Ben presto si inizia a parlare dei progetti attuali e futuri dell’attore (del resto l’occasione per i giornalisti è ghiotta), a partire dalla commedia Fun House con Tina Fey, di cui si sa ancora pochissimo: “Il titolo è cambiato tantissime volte, prima si chiamava The Taliban Shuffle ma questo titolo è stato poi scartato per ovvi motivi. Penso che sia una commedia, ma non ne sono sicuro perché ancora non ho visto il film. Ci sono scene divertenti e scene molto più dark e posso dire che non è un film sulla guerra in Afghanistan, ma sulla vita di giornalisti e reporter europei, americani, australiani – expat insomma – che finiscono per perdere la testa”.

Quando gli viene chiesto se sente la mancanza di un ruolo in particolare nella sua carriera, considerando la sua versatilità, Martin risponde un categorico e ironico “No”, a cui subito aggiunge: “Ovviamente c’è sempre qualcosa che ho voglia di fare, altre sfide che voglio affrontare. Devo ammettere che nel mio lavoro la cosa più bella per me è quando mi arriva una sceneggiatura inaspettata, in cui ti propongono di recitare una parte che non hai mai fatto prima. Sono un malato di sceneggiature”.
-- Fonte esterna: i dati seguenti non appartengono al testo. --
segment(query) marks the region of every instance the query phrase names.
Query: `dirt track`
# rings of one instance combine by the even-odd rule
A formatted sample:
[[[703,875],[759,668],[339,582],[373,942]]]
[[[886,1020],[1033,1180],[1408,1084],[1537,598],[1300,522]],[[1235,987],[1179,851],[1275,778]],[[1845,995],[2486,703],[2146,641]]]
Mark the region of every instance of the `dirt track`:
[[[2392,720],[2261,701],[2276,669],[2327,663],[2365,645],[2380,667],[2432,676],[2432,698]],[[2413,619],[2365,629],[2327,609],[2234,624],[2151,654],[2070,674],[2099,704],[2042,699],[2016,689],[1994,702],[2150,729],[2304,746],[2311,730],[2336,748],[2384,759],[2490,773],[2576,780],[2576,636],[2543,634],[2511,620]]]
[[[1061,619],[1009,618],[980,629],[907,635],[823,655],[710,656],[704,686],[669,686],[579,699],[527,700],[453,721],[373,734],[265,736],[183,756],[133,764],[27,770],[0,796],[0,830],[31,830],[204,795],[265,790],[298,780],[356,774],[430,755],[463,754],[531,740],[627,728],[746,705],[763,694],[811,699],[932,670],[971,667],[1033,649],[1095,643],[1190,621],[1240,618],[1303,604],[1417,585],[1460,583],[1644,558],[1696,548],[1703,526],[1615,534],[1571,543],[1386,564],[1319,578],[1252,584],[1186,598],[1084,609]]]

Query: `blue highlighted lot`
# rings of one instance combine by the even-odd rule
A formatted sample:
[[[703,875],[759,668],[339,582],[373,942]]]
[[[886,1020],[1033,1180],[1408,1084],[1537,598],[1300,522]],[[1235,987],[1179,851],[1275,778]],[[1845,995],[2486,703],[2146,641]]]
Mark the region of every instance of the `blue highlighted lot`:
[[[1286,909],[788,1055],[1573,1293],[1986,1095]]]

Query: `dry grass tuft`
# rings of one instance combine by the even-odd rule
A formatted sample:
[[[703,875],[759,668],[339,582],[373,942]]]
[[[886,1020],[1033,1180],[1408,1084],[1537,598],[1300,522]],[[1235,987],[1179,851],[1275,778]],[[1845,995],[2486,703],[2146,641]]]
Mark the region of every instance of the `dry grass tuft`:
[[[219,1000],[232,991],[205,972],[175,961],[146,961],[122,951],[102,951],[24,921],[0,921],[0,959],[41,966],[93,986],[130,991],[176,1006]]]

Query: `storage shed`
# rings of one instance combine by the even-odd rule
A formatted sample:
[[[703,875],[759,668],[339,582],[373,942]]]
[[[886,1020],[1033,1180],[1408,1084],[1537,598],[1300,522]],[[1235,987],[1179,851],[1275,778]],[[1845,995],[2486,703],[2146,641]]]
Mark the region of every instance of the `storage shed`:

Su Captain America: Civil War, Martin confessa poi di avere un ruolo minore, che potrebbe però rivelarsi ‘duraturo’: “Ho girato già per qualche giorno e devo girare per un altro paio di giorni, per cui la parte è relativamente minore. Comunque, pensando alla struttura e alla trama principale del film, quello che mi piace del mio personaggio è la sua ambiguità, non si capisce se è buono o cattivo. Fondamentalmente lavora per il Governo e il suo lavoro è controllare i superpoteri degli eroi. È un ruolo che dovrebbe continuare, a meno che non mi licenzino”.

Freeman smentisce il rumor su un suo presunto coinvolgimento in un prossimo film di Steven Spielberg ispirato al romanzo Il GGG di Roald Dahl, anche se l’attore ammette che lavorare con il regista sarebbe per lui un vero e proprio sogno.

Interrogato sul ruolo di Lester Nygaard in Fargo invece ammette: “La sfida più grande nel perfezionare il personaggio di Lester è stato acquisire l’accento del Minnesota. Se devo imparare un accento, lavoro veramente moltissimo per acquisirlo. Se interpreti un personaggio per 4-5 mesi devi sentirti come se fossi quel personaggio. Devi sempre cercare di migliorarti ovviamente, ma ad un certo punto ti senti come se fossi entrato effettivamente nei panni di quel personaggio. E dopo un paio di settimane devo confessare che sentivo di conoscere Lester e pensavo che tutto gli fosse concesso, perché io ero lui e lui era me, anche se non ho mai ucciso mia moglie a martellate”.

Inevitabile infine un commento su John Watson e sulla serie Sherlock: “Non ero spaventato al pensiero di interpretare Watson. Mi piaceva semplicemente la sceneggiatura. L’ho amata da subito e ho pensato che Steven Moffat e Mark Gatiss avessero fatto in modo che John fosse una co-star per Sherlock e non qualcuno che vivesse nella sua ombra. Ovviamente, lo show si chiama Sherlock e lui è il personaggio principale, ma John è una co-star. Io penso che si debba gran parte della bellezza e della complessità dello show a Steven e Mark e, senza togliere nulla a Arthur Conan Doyle, Steven e Mark hanno reso la storia ancora più interessante”.